Iranian inconsistency in Geneva? No, just a recalculation.

Todays media question:

Q :How do you view the incosisitant attaitude of Rouhani? Does it mean that Rouhani is actually nothing different with Ahmadinejad?

Rouhani’s “inconsistent attitude” isn’t at all inconsistent, but rather a factor of domestic negotiation in Iran, regional relations and a product of diplomacy at Geneva.  To put it into context, internally Rouhani needs to have the backing of Ayatollah Ali Khameni and it is clear that he is undecided because he wants to make sure Iran keeps control of its nuclear cycle.  Iran does now seem willing to get around the table at Geneva, however, because international sanctions are biting hard domestically.  Under Rouhani, we have a situation where a new leadership is willing to talk and they are trying to solve their sanctions problem.  In that sense, Rouhani is different to Ahmadinejad; he is weighing up the problem differently and understanding the context Iran is operating differently.  This is very important, and why we have  a moderate success in Geneva – the US and Iran are now talking, which is fundamental to solving this problem.  This hasn’t happened in over 30 years. So fundamentally, Rouhani isn’t any less realpolitik than Ahmadinejad, but he is seeing the problem differently and acting to try and solve it in accordance with how he is viewing the situation.  
This is why we see Iran’s redlines, which are seeking to maintain a nuclear threshold.  Iran is not willing to abandon its nuclear programme entirely, but rather lower enrichment levels from 20% to around 4%.  This is not a complete abandonment, but rather an adjustment of speed and scope that keeps Iran a minimal level of threshold capability.  This would keep the region safer, but would not entirely diminish the threat of a nuclear region in the future.  Israel has the bomb, so maintaining this threshold capability is seen as important to Iranian security.  The Geneva talks do however demonstrate movement on the issue, a willingness to negotiate, and a climb down by Iran.
So what are the dangers here?  We need to move the talks forward as a nuclear Iran will make the region and the globe more unstable.  If Iran fully develops nuclear weapons (we don’t know when in the future as this is contested by intelligence agencies) then it will start a nuclear arms race that will get out of control.  Saudi Arabia, Egypt and Turkey at the very least will want to develop domestic nuclear weapons systems.  This will shatter the NPT, which is a very dangerous precedent and undermines all the efforts that have been in place to create a WMD free zone.
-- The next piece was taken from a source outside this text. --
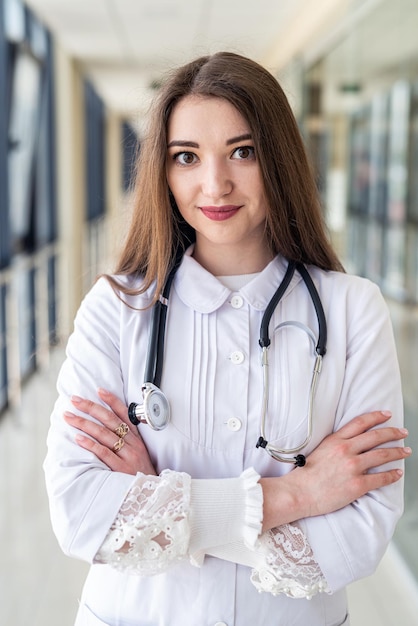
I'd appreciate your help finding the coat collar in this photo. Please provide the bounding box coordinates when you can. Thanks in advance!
[174,246,300,313]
It would also make a mockery of all the international non-proliferation policies in place.  At the same time, there is talk by some that Israel would be more inclined to move to a pre-emptive strike doctrine, which could be a source of future nuclear war in the region.  I disagree with this analysis.  I think we would move towards a more likely situation of low-level conflict under a nuclear umbrella (which reflected how things played out in India and Pakistan in the 1999 Kargil Crisis) and the acceleration of a regional cold war.